Les bases de la surcompensation en course à pied

Le corps est une fantastique machine qui passe son temps à réagir à son environnement, à se transformer pour s’adapter à celui-ci. L’entraînement en course à pied est un gros stress pour le corps. Selon l’intensité de cet entraînement, un niveau de fatigue plus ou moins important va en résulter. Cette fatigue est notamment représentée par des fibres musculaires rompues, un équilibre acido-basique perturbé et une forte diminution des stocks d’énergie intra-musculaire. Plus l’entraînement est intense, plus notre corps sera affaibli. Notre niveau est alors largement inférieur à celui qu’on avait avant de courir.
C’est à ce moment que la surcompensation en course à pied entre en jeu. Le corps va chercher à réparer les dégâts. Mais il ne va pas simplement chercher à revenir à l’état initial pré-entraînement. Le corps va se renforcer pour être plus apte à reproduire l’effort que vous venez de lui affliger. En gros, les fibres musculaires « réparées » vont être plus fortes, les réactions chimiques qui créent de l’énergie dans le muscles vont être plus efficaces lors de l’effort et le lactate va être recyclé plus efficacement pendant l’effort. La surcompensation en course à pied, c’est tout bénef… À condition de comprendre le principe et d’aider notre corps plutôt que de le perturber.

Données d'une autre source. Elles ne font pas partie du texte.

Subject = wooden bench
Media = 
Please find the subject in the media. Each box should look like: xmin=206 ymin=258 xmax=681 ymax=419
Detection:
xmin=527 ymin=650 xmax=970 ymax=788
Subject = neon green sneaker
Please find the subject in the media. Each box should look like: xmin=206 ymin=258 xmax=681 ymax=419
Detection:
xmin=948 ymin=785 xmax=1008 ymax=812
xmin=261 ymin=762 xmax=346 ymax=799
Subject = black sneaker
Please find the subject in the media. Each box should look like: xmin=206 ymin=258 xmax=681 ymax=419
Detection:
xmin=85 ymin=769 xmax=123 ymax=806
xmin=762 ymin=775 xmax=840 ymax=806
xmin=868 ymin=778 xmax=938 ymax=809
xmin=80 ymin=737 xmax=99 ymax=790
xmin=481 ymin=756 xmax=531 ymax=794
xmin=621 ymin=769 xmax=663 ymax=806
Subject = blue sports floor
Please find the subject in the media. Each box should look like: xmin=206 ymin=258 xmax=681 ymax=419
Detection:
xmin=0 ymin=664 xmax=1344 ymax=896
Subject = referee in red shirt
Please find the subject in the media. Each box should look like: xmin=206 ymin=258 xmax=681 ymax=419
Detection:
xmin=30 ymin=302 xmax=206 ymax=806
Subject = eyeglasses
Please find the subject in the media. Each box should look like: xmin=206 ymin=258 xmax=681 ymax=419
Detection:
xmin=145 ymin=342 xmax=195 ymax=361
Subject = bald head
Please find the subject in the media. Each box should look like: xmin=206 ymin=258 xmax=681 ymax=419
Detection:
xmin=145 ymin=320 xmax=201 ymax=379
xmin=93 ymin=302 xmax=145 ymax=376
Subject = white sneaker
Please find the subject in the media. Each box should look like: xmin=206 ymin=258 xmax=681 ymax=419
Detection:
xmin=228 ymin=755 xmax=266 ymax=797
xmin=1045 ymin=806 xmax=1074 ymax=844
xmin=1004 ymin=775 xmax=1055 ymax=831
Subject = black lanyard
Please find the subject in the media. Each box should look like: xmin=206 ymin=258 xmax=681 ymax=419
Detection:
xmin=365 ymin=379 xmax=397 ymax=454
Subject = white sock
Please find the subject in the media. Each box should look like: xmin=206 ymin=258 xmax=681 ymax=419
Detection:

Comprendre la surcompensation en course à pied

Parfois une image vaut mille mots. Pour bien comprendre comment agit le principe de surcompensation pour nous faire progresser, rien de mieux qu’un graphique qui vous montre les différentes phases d’un entraînement et la surcompensation qui en résulte :
Surcompensation en course à piedOn récapitule sur les différentes phases d’un entraînement.
  1. Repos

    Je pars du principe que le corps est reposé et ne subit pas déjà un stress qui pourrait empêcher le processus de la surcompensation de fonctionner normalement. On verra plus loin que dans un état de stress pré-entrainement, la surcompensation peut s’inverser…

  2. Entraînement

    Comme expliqué plus haut, c’est le moment où on va stresser volontairement le corps, augmenter son niveau de fatigue et donc faire baisser sa forme. À la fin d’un entraînement intense on est en effet incapable de produire un effort correspondant à notre niveau.

  3. Récupération

    Après l’entraînement, le corps commence directement son processus de reconstruction et d’amélioration de ses capacités. Plus on va s’assurer d’être efficace sur les aspects de la récupération tels que la nutrition, l’hydratation ou le sommeil, plus cette courbe va tendre rapidement vers le haut…

  4. Surcompensation

    Et plus on va permettre une grosse surcompensation liée à l’entraînement en question. L’organisme nous rendra plus fort qu’avant l’entraînement… S’il a les moyens de le faire. Récupération et surcompensation ne sont en faire qu’une seule phase. La surcompensation est juste la partie “amélioration des capacités”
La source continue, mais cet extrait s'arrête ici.